To avoid indistinguishable cases between similar pairs, we adopt a filtering strategy for pair generation. We first generate all candidate pairs and calculate the similarity of each pair using Sentence-BERT embedding. Then we exclude candidate pairs with a similarity higher than 0.9. We randomly sample pairs from the remaining captions to obtain the final generated pairs for comparison. For HC and HM, we randomly sample the pairs. For MM, we randomly sample four pairs if there are more than four candidate pairs, otherwise we use all the pairs left. In case of no pairs left after filtering, we select the pair with the lowest similarity. In this way, we finally obtain human judgments on 1,750 pairs on Clotho and 1,671 pairs on AudioCaps. Higher inter-annotator agreement is achieved on both datasets, indicated by a Fleiss Kappa score of 0.48 and 0.33 respectively. We will refer to them as AudioCaps-Eval and Clotho-Eval. To our best knowledge, this is the first dataset of human judgments on the quality of audio captions. We evaluate the effectiveness of different metrics using this dataset.

3 Evaluation Metrics

In this section we briefly introduce the automatic evaluation metrics investigated in this work. Traditional NLG Metrics and Image Caption Metrics are the current adopted ones for audio caption. Pre-trained Model Based Metrics are the existent metrics utilized in other domains and proposed to use for audio caption. Error Detector is the newly customized metric for evaluating the vastly present fluency issues in generated captions.

Traditional NLG Metrics Traditional NLG metrics mainly rely on N-gram matching. BLEU [8] counts the exact N-gram matches between a candidate and its corresponding reference sentences and calculate the precision, while ROUGE [9] is the recall-based counterpart of BLEU. A clear limitation for these methods is that even a subtle difference in the wording for expressing a similar meaning will be counted as an error. METEOR [10] is proposed to alleviate the problem by supporting word stems, synonyms and simple paraphrases.
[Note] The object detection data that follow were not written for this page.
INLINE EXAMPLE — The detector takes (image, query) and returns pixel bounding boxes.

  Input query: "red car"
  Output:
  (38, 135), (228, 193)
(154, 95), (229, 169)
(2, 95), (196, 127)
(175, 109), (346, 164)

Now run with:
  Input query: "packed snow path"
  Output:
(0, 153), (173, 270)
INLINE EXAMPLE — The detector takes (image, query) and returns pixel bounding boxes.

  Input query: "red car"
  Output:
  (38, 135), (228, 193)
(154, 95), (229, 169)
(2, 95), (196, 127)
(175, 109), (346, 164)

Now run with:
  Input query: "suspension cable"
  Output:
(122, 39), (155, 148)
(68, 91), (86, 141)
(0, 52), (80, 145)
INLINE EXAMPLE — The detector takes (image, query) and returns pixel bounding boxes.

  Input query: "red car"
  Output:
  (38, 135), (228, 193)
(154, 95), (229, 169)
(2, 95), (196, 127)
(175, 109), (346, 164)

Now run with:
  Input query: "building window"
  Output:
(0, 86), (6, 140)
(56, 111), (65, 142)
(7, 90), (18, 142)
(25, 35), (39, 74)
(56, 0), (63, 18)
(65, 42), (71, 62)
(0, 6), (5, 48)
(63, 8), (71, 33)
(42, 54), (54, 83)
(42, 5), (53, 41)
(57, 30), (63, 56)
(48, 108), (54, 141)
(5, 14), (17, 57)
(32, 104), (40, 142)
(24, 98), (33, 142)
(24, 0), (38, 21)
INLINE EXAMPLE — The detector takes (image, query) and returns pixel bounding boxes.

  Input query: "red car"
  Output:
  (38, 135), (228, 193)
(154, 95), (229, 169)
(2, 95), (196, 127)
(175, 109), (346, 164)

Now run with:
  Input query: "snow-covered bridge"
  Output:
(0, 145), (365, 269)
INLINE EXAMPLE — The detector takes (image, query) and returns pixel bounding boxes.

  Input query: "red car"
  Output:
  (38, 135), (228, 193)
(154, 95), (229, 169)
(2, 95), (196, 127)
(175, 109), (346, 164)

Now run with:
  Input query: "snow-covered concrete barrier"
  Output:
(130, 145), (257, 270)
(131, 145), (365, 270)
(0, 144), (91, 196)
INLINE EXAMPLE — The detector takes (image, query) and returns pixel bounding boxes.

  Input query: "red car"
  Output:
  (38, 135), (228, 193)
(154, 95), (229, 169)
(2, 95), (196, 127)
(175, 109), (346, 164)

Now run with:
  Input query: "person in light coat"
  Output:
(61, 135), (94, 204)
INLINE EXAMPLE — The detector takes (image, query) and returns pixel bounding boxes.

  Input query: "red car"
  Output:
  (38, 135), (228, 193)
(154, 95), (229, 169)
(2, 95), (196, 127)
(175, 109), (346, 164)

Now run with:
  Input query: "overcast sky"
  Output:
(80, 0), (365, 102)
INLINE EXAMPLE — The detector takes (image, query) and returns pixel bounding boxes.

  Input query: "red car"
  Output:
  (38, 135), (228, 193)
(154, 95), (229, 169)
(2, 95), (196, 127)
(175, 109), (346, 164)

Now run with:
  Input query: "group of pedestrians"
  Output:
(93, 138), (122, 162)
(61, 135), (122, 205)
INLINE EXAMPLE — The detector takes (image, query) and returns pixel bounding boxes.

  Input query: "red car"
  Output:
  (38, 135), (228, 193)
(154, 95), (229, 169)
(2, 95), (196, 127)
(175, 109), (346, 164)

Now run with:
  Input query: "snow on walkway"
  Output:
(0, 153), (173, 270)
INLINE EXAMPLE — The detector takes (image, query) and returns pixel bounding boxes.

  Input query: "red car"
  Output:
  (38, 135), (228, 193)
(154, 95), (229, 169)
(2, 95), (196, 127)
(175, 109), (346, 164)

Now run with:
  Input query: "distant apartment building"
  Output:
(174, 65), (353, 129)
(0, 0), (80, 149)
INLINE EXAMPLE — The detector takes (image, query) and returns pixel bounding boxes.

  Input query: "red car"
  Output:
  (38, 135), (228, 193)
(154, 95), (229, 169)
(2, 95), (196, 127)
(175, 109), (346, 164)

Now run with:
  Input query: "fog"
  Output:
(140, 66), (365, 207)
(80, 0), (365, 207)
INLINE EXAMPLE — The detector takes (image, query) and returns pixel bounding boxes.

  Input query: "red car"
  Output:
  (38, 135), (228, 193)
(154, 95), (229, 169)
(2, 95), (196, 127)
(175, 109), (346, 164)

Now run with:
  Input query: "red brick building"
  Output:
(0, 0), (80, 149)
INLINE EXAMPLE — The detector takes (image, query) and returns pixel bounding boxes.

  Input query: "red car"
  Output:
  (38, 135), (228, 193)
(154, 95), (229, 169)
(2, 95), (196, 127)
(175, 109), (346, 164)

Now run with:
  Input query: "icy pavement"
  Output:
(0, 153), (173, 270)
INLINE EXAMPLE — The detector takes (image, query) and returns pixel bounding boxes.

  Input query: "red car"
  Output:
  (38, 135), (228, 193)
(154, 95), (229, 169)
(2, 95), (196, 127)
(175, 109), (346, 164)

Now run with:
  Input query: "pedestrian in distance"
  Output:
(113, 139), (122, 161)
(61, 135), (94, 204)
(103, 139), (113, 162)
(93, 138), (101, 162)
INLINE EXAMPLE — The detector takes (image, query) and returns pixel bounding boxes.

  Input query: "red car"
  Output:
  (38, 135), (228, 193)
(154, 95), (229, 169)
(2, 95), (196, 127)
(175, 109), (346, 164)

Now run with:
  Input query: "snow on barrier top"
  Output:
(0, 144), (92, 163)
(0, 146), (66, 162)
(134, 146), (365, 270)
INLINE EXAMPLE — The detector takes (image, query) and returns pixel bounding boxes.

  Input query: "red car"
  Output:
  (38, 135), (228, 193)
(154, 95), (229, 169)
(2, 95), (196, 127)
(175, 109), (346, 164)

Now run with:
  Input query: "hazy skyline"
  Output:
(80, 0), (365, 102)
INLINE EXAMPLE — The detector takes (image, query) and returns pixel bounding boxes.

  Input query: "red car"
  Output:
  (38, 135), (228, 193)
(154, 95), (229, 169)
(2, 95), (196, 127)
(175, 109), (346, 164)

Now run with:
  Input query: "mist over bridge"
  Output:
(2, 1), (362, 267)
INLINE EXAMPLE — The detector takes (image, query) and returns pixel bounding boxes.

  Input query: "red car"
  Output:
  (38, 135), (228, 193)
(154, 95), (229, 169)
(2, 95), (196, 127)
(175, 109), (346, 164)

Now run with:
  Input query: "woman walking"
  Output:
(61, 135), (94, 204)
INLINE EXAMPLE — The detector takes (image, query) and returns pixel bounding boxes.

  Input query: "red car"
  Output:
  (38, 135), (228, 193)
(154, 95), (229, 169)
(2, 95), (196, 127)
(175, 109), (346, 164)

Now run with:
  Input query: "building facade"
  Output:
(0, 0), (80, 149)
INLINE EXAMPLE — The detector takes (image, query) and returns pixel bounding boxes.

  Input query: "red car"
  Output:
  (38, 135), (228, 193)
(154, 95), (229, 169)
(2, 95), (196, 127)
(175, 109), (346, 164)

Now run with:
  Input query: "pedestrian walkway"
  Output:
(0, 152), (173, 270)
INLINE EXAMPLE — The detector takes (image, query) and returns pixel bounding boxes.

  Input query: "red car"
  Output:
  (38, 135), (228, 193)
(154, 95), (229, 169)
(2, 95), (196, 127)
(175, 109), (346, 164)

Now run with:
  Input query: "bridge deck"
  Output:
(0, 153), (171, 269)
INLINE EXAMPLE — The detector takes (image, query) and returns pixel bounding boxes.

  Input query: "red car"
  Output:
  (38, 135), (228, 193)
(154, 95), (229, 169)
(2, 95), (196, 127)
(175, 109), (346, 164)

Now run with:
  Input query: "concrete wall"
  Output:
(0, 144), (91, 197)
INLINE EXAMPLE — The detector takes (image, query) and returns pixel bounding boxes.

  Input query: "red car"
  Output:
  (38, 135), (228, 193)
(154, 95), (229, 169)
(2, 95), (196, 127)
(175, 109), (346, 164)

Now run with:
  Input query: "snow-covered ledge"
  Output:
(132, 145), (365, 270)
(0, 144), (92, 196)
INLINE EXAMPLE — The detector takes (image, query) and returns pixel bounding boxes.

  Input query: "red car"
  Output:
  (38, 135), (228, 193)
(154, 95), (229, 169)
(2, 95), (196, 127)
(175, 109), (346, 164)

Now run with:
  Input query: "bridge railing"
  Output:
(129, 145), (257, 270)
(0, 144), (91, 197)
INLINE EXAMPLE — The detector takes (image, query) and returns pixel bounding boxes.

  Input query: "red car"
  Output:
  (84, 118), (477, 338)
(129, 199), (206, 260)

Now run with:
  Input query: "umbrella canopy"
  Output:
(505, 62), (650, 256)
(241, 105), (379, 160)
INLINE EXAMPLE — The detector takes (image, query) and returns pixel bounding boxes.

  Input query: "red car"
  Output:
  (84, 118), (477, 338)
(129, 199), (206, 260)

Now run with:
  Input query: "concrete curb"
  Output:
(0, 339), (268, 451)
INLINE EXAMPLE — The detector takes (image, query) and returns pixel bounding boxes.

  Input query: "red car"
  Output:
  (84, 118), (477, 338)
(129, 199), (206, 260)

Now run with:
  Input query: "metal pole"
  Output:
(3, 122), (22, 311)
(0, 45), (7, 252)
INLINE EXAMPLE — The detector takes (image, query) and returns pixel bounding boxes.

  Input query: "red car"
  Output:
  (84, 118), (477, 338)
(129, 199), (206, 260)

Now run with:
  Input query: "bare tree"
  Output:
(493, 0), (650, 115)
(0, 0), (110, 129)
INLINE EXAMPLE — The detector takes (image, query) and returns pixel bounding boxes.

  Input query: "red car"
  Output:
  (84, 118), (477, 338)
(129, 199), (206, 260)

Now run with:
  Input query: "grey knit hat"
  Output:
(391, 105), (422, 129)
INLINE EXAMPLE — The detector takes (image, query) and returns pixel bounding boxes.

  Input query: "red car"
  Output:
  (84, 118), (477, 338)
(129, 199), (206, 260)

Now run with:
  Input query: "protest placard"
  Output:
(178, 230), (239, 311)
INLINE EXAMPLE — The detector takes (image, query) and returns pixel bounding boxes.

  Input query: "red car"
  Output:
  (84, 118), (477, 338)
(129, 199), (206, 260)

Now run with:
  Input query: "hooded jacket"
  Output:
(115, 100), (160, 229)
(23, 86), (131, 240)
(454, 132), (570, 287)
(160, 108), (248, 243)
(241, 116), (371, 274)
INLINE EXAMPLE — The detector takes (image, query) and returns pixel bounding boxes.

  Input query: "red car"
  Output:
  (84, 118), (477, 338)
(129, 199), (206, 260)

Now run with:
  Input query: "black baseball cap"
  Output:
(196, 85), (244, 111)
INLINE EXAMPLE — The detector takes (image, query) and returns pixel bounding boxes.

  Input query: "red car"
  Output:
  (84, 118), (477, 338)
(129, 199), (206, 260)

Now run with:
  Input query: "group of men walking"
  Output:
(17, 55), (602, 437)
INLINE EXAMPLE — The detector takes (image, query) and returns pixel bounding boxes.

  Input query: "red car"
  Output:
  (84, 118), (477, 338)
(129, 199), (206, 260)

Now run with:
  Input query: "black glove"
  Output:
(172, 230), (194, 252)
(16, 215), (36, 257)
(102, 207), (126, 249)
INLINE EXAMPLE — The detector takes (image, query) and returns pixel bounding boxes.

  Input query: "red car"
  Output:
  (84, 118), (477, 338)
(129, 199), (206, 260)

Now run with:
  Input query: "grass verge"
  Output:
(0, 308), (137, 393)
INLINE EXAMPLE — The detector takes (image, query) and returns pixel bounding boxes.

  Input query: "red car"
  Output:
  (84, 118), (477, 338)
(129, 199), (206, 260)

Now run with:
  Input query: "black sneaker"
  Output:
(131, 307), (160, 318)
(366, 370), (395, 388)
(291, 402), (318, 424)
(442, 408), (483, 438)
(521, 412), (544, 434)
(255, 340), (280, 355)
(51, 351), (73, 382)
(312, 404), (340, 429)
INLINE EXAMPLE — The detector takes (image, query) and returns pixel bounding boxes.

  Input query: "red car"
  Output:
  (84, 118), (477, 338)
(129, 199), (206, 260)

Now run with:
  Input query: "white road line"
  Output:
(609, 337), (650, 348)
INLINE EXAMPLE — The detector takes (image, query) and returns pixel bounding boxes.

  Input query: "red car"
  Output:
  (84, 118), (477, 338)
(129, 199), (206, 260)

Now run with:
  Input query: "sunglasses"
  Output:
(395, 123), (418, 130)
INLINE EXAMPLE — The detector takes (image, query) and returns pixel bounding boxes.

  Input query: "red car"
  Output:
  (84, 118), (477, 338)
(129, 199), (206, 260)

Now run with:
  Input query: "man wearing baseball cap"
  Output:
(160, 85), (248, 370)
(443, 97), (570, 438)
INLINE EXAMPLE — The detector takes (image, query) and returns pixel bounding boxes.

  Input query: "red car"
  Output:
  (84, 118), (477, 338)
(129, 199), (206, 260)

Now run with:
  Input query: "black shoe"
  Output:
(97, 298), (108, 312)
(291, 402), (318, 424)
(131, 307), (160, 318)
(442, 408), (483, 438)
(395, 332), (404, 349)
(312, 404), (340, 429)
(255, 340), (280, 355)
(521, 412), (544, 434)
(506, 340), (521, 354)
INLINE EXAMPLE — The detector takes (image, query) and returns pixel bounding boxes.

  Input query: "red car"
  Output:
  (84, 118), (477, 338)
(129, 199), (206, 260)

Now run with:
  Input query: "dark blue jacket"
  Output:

However, similar words beyond such changes are still unhandled, and none of them are capable of capturing similarity based on contextualized semantics.

Image Caption Metrics For the evaluation of Image captioning models, many methods have been proposed to further leverage the specific characteristics of image captions. Since image captions can be diverse even for the same picture, CIDEr [11] tries to capture the consensus among multiple annotators by rating a candidate by the mean TF-IDF similarity across reference captions. Moreover, since image captions usually describe the objects, attributes and relations depicted in the image, SPICE [12] proposes to utilize the scene graph representation parsed from caption to capture such key concepts, and rate a candidate caption by the F1-score over scene graph tuples between a candidate and its references.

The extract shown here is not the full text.